I want to find the intersections of pairs of curves in polar coodinates. As an example, I have three circles with different offsets in a plane which you can see here.
The offsets are: $\exp\left({\frac{ i 2\pi}{3}}\right) | i \in \{0,1,2\} $
which makes the equation for the curves
$\{x,y\}=\{\cos(\theta)+\ \Re(\exp\left(\frac{ i 2\pi n}{3}\right)),\sin(\theta)+\ \Im(\exp\left(\frac{ i 2\pi n}{3}\right))\}$
Now, pairing the curves together and solving for $\theta$ does not give me an answer which I believe is because the angle offset is not the same in the different curves. I believe I should replace $\theta$ in one with $\theta+n \pi$ and solve for n and $\pi$ but I am not getting the correct answers. What is the systematic way of doing this?
update:
The parametric equations are:
$\left( \begin{array}{c} l_1 \\ l_2 \\ l_3 \\ \end{array} \right)=\left( \begin{array}{cc} \sin (u)+1 & \cos (u) \\ \sin (u)-\frac{1}{2} & \cos (u)+\frac{\sqrt{3}}{2} \\ \sin (u)-\frac{1}{2} & \cos (u)-\frac{\sqrt{3}}{2} \\ \end{array} \right)$
Pairing the first two, I have:
$sin (u)+1 =sin (u+2n\pi)-\frac{1}{2}$
$\cos (u) = \cos (u+2n\pi)+\frac{\sqrt{3}}{2} $
but $sin (u+2n\pi)=sin(u)$
so for the first equation, we have:
$sin (u)+1 =sin (u)-\frac{1}{2}$
which does not have any answers?
update2: My above approach is wrong. In both cases, when we shift the origin, we are effectively changing both r and theta. Solving for the original theta is meaningless. it is the transformed radius of the two curves that are equal.

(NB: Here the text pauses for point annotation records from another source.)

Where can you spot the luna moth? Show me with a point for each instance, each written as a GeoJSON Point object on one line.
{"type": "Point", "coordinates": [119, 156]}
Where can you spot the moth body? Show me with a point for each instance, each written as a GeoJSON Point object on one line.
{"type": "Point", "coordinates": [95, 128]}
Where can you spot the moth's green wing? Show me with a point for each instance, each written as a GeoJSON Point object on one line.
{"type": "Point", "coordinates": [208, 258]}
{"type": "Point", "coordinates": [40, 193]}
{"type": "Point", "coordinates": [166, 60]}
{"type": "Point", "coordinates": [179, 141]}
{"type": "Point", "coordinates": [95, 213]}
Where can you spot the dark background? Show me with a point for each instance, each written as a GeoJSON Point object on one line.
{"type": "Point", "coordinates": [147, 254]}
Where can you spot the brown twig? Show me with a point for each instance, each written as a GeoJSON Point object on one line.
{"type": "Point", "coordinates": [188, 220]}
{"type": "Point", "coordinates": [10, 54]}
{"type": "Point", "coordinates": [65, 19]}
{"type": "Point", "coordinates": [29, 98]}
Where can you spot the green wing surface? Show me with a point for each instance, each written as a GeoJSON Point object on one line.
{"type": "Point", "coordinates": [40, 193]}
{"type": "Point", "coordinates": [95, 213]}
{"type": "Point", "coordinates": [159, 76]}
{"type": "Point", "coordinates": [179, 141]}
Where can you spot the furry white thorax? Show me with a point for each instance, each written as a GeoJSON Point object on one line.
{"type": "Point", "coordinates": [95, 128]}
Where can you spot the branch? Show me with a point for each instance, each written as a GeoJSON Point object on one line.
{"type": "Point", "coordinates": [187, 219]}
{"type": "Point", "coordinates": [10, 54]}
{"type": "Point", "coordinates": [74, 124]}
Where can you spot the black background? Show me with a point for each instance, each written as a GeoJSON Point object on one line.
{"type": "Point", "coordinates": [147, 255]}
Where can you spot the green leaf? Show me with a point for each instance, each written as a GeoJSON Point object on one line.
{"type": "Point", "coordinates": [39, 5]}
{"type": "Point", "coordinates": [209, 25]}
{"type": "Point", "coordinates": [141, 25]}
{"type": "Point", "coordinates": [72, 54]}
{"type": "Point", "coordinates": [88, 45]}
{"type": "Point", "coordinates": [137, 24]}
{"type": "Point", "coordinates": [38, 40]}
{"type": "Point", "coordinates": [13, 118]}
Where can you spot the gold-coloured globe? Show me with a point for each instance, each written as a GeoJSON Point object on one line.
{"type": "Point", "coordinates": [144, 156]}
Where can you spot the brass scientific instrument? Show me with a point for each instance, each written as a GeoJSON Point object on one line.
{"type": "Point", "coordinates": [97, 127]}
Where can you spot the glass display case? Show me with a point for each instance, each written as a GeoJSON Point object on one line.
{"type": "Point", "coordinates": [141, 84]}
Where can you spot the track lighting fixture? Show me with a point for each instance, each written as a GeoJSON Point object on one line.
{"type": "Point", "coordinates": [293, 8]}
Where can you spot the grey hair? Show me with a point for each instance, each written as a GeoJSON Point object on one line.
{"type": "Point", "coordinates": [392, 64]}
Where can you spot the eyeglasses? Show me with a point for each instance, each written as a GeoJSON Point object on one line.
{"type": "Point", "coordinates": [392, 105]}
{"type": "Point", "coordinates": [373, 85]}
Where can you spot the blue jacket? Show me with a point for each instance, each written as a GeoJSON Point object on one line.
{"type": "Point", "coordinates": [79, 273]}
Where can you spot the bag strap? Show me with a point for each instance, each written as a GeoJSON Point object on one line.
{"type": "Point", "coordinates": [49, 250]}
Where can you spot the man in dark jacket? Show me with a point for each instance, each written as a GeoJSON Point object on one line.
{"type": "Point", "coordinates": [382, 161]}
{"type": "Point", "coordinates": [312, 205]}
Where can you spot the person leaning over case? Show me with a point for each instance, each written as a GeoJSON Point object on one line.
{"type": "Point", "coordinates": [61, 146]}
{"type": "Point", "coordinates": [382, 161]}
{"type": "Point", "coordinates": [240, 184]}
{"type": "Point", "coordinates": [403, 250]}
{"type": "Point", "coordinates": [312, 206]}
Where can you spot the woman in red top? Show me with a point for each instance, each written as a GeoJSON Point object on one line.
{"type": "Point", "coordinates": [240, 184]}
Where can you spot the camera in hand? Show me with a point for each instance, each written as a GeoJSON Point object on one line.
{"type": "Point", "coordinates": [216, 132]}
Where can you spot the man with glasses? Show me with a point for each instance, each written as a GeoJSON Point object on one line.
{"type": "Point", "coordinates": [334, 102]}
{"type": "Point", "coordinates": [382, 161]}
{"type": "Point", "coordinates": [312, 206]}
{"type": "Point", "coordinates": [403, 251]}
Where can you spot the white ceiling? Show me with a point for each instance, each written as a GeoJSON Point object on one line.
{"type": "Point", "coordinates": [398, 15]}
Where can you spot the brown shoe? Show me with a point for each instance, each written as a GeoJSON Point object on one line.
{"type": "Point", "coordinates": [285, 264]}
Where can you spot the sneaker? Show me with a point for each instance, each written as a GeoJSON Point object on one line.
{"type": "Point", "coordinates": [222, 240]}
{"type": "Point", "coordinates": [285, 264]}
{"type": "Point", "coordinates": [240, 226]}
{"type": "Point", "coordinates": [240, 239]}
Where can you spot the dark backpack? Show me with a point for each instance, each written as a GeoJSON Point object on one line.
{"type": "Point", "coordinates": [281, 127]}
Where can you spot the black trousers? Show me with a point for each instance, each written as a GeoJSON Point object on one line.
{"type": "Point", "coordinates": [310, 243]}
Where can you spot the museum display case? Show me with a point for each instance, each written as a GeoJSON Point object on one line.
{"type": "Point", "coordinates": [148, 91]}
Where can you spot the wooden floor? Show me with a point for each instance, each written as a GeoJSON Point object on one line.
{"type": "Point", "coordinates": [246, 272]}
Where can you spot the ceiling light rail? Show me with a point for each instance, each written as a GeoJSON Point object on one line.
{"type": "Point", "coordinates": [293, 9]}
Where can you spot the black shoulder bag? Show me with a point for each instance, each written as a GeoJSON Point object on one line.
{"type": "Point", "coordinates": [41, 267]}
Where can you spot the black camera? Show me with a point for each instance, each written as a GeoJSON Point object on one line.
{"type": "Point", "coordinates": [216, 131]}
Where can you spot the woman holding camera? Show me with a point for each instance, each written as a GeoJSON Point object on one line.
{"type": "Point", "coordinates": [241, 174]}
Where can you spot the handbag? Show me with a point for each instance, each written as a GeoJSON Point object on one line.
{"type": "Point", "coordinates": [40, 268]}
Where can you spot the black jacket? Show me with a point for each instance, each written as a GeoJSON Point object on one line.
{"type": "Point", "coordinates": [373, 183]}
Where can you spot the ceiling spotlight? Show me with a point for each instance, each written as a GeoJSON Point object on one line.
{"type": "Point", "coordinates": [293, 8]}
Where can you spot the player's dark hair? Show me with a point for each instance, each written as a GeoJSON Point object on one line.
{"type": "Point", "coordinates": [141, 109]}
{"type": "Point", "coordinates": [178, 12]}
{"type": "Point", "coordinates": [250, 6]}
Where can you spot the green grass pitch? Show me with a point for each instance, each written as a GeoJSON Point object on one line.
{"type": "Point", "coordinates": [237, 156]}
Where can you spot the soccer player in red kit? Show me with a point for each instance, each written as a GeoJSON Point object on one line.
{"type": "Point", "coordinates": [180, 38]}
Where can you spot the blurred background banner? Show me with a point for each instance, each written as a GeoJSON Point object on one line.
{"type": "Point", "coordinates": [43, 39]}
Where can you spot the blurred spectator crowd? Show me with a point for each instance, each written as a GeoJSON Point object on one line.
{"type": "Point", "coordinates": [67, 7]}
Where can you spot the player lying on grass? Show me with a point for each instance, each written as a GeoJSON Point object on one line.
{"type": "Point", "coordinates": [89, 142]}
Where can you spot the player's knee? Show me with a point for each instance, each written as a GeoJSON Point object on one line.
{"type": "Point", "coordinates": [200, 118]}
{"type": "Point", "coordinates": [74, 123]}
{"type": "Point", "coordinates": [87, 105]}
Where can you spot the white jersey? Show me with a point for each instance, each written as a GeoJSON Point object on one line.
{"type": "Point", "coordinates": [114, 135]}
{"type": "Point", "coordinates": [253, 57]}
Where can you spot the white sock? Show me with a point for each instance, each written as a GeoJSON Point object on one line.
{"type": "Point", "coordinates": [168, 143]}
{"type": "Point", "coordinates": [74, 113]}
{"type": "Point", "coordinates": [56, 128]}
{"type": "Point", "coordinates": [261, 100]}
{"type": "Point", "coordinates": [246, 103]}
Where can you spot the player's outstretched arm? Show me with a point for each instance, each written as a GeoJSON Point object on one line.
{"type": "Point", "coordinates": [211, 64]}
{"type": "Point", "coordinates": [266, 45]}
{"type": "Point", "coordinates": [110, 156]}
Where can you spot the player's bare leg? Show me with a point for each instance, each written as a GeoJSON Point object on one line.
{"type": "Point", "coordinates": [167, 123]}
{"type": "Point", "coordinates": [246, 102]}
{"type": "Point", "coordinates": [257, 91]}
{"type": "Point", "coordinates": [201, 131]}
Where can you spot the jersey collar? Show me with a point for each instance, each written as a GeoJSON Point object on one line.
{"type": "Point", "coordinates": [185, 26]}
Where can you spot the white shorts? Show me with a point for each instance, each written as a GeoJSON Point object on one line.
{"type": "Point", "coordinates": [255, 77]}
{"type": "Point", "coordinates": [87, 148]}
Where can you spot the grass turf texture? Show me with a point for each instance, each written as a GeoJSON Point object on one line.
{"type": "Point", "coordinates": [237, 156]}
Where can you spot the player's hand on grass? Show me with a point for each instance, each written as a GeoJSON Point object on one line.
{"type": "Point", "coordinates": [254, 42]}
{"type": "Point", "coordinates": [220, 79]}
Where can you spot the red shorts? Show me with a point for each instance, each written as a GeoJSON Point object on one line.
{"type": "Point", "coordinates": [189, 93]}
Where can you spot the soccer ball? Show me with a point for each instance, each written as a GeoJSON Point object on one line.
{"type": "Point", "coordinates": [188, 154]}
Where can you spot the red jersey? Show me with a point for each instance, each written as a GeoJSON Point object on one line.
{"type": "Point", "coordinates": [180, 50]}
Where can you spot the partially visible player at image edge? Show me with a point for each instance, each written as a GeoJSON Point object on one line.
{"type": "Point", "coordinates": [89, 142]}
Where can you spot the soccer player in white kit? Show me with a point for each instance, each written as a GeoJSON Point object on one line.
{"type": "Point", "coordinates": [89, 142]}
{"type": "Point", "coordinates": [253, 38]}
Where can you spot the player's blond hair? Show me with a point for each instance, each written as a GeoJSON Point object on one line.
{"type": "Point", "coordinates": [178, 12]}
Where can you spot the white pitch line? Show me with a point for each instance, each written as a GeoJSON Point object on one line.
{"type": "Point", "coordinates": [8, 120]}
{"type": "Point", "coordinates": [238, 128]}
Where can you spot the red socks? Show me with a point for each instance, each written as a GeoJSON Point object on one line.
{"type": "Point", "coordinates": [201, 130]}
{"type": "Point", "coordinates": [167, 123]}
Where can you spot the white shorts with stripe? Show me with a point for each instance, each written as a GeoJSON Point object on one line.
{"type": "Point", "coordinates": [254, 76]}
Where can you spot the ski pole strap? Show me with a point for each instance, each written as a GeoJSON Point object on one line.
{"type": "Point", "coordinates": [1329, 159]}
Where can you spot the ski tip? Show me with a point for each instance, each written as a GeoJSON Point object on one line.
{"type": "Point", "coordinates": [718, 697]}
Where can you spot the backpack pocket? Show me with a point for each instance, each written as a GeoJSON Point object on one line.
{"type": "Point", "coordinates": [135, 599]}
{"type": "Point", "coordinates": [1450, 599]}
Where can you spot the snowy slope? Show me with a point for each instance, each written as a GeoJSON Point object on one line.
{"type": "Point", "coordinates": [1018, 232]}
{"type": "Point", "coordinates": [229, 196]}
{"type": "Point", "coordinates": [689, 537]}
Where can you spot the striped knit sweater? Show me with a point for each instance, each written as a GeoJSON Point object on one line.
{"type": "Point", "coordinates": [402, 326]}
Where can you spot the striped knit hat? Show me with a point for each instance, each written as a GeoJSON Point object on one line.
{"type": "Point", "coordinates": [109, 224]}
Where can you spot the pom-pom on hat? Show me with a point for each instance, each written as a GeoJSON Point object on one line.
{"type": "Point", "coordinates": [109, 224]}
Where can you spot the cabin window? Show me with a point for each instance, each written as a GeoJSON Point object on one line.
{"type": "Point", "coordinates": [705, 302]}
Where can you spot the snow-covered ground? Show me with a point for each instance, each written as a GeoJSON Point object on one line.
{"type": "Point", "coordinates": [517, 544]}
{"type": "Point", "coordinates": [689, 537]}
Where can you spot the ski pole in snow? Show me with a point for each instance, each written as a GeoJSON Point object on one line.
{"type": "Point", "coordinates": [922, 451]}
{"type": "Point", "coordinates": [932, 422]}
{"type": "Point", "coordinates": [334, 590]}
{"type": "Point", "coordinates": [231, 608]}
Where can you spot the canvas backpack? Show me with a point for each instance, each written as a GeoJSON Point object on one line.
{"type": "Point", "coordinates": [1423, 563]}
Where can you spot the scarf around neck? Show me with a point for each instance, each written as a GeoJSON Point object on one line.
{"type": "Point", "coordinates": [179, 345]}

This has nothing to do with polar coordinates. You are given two curves through parametrical representations: $$\eqalign{&\gamma_1:\quad u\mapsto\bigl(x_1(u),y_1(u)\bigr)\quad (a\leq u\leq b),\cr &\gamma_2:\quad v\mapsto\bigl(x_2(v),y_2(v)\bigr)\quad (c\leq v\leq d),\cr}\tag{1}$$ and you want to find their points of intersection. Such a point is generated whenever there is a "time" $u$ for the first curve, and a "time" $v$ for the second such that $\gamma_1(u)=\gamma_2(v)$. Therefore we find these points by solving the system $$x_1(u)=x_2(v),\quad y_1(u)=y_2(v)$$ for $u$ and $v$ and plugging the obtained values into $(1)$.
In the simple example of your figure there are of course geometric considerations that lead to the points of intersection with much less work.